Friday, November 09, 2012

Inequality & Then Some

This little graph, created by Lane Kenworthy, says it all regarding the inequality of the 1% vs the rest of us rubes in terms of wealth thanks to, in large part, the collusion of government with the Fed and Wall Street. The other part of the inequality equation is the one involving interest, the stealth mechanism the banksters use to rule the world.


In the 2012 edition of Occupy Money [3] released last week, Professor Margrit Kennedy writes that a stunning 35% to 40% of everything we buy goes to interest. This interest goes to bankers, financiers, and bondholders, who take a 35% to 40% cut of our GDP. That helps explain how wealth is systematically transferred from Main Street to Wall Street. The rich get progressively richer at the expense of the poor, not just because of “Wall Street greed” but because of the inexorable mathematics of our private banking system.

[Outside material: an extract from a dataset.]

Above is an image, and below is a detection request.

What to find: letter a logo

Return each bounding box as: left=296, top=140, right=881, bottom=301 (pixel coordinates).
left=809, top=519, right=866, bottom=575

This hidden tribute to the banks will come as a surprise to most people, who think that if they pay their credit card bills on time and don’t take out loans, they aren’t paying interest. This, says Dr. Kennedy, is not true. Tradesmen, suppliers, wholesalers and retailers all along the chain of production rely on credit to pay their bills. They must pay for labor and materials before they have a product to sell and before the end buyer pays for the product 90 days later. Each supplier in the chain adds interest to its production costs, which are passed on to the ultimate consumer. Dr. Kennedy cites interest charges ranging from 12% for garbage collection, to 38% for drinking water to, 77% for rent in public housing in her native Germany.

Her figures are drawn from the research of economist Helmut Creutz, writing in German and interpreting Bundesbank publications.  They apply to the expenditures of German households for everyday goods and services in 2006; but similar figures are seen in financial sector profits in the United States, where they composed a whopping 40% of U.S. business profits [4] in 2006.  That was five times the 7% made by the banking sector in 1980.  Bank assets, financial profits, interest, and debt have all been growing exponentially.

The only free lunch in the multiverse is gravity although the creation of money from nothing comes close, but only for a short time. Just ask Germany vis a vis Europe to see why.